I have the code
main :: IO()
main = runInputT defaultSettings loop
where
--loop :: InputT IO ()
loop = do
minput <- getInputLine "$ "
case minput of
Nothing -> return ()
Just input -> process $ words input
loop
Where process has the type definition
process :: [String] -> IO ()
However I get the error:
• Couldn't match type ‘IO’ with ‘InputT m’
Expected type: InputT m ()
Actual type: IO ()
• In the expression: process $ words input
In a case alternative: Just input -> process $ words input
In a stmt of a 'do' block:
case minput of {
Nothing -> return ()
Just input -> process $ words input }
I was wondering if anybody could explain what I'm doing wrong. I just want to raw input from getInputLine to do other things with.
Thanks
All statements in a do
block must have the same type (well, must have the same monad in their type). In your case, this is InputT IO something
(with the monad being InputT IO
).
getInputLine "$ "
has type InputT IO (Maybe String)
, so that part is OK.
Then you have a case
expression, which means all branches need to have the same type. The first branch is just return ()

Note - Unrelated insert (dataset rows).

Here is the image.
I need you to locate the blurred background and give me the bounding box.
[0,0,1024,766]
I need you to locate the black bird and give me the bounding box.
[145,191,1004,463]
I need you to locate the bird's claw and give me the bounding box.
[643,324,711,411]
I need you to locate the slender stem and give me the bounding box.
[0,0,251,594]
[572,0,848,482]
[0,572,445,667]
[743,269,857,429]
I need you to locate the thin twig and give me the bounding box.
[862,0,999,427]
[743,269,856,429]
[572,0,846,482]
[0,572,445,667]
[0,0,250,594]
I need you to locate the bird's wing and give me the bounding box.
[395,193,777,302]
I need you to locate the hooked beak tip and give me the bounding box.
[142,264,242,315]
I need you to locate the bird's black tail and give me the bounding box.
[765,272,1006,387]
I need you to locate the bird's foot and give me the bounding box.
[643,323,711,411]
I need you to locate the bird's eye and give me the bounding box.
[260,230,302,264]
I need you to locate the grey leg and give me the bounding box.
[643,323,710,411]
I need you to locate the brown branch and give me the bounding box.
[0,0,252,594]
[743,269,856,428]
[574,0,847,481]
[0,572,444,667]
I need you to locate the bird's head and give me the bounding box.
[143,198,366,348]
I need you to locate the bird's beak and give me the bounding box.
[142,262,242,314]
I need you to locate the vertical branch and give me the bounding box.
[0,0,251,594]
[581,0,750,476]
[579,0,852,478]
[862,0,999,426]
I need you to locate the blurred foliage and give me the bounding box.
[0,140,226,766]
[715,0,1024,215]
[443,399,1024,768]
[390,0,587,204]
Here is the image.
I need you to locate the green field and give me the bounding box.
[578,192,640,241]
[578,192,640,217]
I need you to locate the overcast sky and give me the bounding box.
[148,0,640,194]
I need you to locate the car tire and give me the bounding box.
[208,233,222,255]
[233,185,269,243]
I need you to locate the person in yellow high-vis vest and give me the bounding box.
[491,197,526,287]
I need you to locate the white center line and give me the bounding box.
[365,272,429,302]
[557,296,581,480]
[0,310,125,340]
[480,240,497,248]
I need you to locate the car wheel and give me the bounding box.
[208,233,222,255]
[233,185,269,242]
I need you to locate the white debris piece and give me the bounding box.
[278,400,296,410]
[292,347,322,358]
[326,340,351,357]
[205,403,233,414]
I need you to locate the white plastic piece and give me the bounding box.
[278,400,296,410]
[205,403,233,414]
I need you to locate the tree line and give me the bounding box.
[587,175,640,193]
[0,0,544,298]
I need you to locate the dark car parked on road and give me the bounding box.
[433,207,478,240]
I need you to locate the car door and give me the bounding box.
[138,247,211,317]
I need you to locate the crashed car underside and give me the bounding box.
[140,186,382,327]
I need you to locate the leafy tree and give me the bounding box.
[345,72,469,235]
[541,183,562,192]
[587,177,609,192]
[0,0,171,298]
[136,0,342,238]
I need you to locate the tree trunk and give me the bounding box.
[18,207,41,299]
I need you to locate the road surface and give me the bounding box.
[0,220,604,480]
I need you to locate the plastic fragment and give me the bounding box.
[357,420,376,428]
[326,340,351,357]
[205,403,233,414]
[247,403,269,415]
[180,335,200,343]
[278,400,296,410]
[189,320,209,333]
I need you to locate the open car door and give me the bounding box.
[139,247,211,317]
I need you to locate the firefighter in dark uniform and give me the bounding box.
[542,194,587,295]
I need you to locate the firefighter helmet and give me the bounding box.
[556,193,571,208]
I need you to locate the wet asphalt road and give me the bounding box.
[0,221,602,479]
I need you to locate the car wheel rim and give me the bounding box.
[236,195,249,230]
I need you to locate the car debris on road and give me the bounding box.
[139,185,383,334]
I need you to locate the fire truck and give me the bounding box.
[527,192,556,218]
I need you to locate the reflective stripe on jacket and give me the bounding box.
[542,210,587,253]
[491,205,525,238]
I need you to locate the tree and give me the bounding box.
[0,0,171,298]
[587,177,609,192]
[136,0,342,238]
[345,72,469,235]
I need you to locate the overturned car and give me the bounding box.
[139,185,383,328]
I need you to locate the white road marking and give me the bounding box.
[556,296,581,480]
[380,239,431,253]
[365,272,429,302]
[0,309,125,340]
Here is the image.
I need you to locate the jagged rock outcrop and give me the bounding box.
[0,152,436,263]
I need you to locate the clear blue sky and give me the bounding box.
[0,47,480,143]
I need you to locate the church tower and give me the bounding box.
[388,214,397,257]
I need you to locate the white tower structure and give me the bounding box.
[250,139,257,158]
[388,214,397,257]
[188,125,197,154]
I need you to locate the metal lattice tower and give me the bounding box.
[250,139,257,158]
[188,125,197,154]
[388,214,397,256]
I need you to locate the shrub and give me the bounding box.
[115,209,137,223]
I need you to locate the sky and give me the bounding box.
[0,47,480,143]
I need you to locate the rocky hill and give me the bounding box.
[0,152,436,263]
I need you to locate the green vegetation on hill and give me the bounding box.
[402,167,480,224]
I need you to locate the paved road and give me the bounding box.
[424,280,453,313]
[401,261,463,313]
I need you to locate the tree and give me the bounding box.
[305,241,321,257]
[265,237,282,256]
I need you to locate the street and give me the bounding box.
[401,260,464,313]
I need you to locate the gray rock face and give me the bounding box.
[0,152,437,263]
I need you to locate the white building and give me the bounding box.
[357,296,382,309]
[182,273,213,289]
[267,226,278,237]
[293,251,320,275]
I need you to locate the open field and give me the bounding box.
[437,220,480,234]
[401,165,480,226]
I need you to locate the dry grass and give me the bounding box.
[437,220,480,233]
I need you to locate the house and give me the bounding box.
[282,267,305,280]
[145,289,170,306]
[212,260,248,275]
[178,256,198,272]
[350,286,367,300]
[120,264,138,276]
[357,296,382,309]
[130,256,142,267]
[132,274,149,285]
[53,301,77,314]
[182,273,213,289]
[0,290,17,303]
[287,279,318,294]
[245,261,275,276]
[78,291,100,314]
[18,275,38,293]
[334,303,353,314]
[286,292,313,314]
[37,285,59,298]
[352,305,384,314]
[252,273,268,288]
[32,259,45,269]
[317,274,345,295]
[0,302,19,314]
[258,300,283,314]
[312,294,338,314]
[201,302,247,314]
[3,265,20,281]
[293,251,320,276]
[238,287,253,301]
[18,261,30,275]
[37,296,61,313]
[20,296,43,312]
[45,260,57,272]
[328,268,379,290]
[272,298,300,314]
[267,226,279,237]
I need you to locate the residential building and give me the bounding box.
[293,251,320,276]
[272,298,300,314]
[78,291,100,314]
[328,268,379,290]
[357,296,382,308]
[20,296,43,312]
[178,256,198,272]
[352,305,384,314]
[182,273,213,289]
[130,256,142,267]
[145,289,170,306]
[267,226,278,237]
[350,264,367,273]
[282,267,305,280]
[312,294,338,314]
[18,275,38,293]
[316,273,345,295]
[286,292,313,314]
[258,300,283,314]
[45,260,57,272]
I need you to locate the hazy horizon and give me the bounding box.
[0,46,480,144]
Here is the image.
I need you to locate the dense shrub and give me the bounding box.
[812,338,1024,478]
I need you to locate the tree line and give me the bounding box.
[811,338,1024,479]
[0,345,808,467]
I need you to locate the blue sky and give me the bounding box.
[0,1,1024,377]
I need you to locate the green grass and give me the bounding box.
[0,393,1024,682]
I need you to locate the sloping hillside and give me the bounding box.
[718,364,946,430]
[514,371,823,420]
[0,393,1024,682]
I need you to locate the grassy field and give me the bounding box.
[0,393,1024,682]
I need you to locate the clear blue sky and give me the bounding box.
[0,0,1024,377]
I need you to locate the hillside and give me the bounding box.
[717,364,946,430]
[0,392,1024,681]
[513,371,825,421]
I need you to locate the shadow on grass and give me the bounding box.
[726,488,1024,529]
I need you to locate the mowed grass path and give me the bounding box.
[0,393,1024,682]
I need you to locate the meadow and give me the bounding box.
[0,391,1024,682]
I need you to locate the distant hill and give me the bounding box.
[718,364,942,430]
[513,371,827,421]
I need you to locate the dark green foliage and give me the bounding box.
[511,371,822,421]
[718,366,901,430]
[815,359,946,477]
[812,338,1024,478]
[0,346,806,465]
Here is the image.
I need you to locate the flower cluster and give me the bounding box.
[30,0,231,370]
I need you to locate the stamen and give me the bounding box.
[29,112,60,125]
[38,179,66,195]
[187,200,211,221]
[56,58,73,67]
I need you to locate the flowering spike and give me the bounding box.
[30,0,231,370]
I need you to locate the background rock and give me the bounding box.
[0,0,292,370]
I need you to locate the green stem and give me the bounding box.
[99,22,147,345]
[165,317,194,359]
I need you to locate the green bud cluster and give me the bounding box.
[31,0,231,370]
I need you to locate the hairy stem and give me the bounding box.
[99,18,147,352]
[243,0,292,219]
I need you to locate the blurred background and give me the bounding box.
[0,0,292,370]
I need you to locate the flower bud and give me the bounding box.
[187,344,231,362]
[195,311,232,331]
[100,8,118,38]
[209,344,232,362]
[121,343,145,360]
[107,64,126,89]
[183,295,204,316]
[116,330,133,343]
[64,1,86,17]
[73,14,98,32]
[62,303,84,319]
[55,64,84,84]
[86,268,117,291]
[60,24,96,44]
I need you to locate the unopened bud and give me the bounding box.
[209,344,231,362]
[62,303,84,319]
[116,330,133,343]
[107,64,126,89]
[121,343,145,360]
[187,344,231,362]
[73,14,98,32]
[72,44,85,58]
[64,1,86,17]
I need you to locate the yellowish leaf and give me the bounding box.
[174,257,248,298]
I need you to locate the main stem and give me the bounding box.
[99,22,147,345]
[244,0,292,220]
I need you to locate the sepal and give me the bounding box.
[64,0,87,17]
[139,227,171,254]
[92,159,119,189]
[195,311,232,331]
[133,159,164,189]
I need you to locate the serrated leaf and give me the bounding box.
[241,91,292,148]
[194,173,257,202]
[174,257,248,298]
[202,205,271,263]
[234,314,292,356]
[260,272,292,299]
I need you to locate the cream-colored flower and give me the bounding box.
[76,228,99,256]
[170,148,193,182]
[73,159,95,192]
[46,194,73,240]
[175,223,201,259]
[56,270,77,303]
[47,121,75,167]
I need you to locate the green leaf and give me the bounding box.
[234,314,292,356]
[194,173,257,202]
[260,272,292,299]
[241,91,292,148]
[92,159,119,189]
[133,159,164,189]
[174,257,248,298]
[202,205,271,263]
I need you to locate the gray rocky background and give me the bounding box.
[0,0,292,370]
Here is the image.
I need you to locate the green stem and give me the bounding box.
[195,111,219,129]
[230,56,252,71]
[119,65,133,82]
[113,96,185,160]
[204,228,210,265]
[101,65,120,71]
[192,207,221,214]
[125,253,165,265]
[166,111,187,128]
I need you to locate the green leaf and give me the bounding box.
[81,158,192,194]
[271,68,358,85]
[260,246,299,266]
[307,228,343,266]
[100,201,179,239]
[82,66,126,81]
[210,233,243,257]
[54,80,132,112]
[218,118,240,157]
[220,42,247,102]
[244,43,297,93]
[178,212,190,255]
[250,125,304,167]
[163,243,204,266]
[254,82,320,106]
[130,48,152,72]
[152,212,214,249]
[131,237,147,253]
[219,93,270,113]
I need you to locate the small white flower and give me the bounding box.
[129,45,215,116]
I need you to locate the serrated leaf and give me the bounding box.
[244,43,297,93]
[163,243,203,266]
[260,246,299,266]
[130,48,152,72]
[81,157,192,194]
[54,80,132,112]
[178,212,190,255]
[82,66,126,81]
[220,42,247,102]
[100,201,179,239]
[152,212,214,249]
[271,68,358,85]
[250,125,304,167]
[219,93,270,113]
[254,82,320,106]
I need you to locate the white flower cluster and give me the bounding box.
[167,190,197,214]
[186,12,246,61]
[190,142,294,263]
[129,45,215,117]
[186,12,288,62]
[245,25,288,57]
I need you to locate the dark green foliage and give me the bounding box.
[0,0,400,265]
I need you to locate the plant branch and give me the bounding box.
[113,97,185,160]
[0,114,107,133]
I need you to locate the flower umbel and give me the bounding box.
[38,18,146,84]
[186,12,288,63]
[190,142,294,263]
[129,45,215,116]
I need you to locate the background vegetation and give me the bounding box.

, which gets the type InputT IO ()
. All good so far.
The second branch is process $ words input
. But this has type IO ()
, not InputT IO ()
, which is what the compiler expects at this point.
To fix this: Fortunately there's an easy way to convert ("lift") a value of type IO x
to InputT IO x
, which is the liftIO
function:
Just input -> liftIO (process $ words input)
That is, liftIO :: IO a -> InputT IO a
(actually it's more general than that: liftIO :: (MonadIO m) => IO a -> m a
but that doesn't matter here).